True, on the other hand, we're starting to do more stuff in the empire again. So the odds of her running into something that causes her to reassess are better now than they were when she was mainly in eight peaks and only popped in briefly.

Contrasting with that though is her current project is sort of backed by Ulricans and opposed by Sigmarites... So...
 
The issue with getting rid of disdain for Sigmar is that Mathilde hasn't done/experienced anything that would change her mind on the matter. If a narrativly appropriate sequence of events happen that cause Mathilde to rethink her opinions on Sigmar, then I'm all for getting rid of it. But without such a sequence, removing it does not make sense.

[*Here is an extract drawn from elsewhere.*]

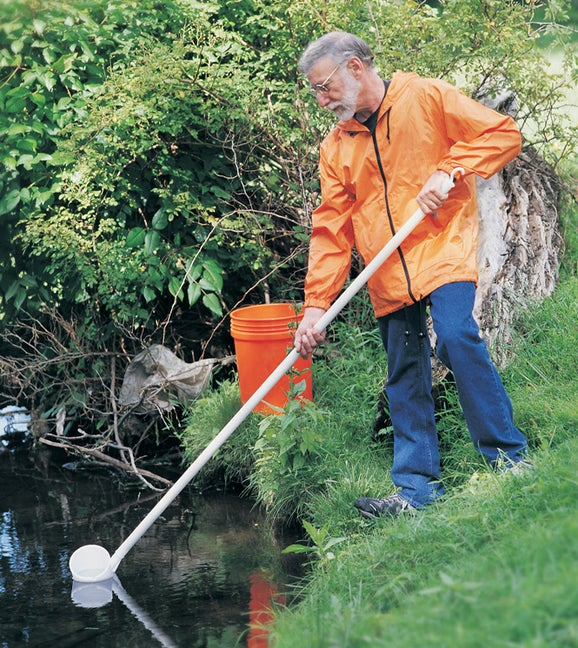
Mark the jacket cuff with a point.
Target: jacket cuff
(316, 303)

If it wouldn't make sense, Boney wouldn't offer an option for it. Furthermore, Boney has stated the reason why she'd lose the trait: time and distance from the trauma, which is a legitimate way for a person to get over things. It isn't dramatic but I'd prefer that over continuing to keep it.
 
Unfortunately, it's unlikely to go away on its own, and trying to convince people to spend an end-of-arc trait vote on getting rid of it sounds like a nightmare unless the replacement trait is very good, which is doubly difficult because Boney has adopted the policy of obscuring the mechanical consequences of traits until they're taken. Trait votes are the most chaotic ones this quest has to offer and basically impossible for anyone to steer, as far as I've been able to tell.


Well, sort of. In some ways they're very predictable. Anything directly related to boosting Mathilde's ability to magic is nearly an automatic win, and anything related to windsight in particular takes out the 'nearly' part.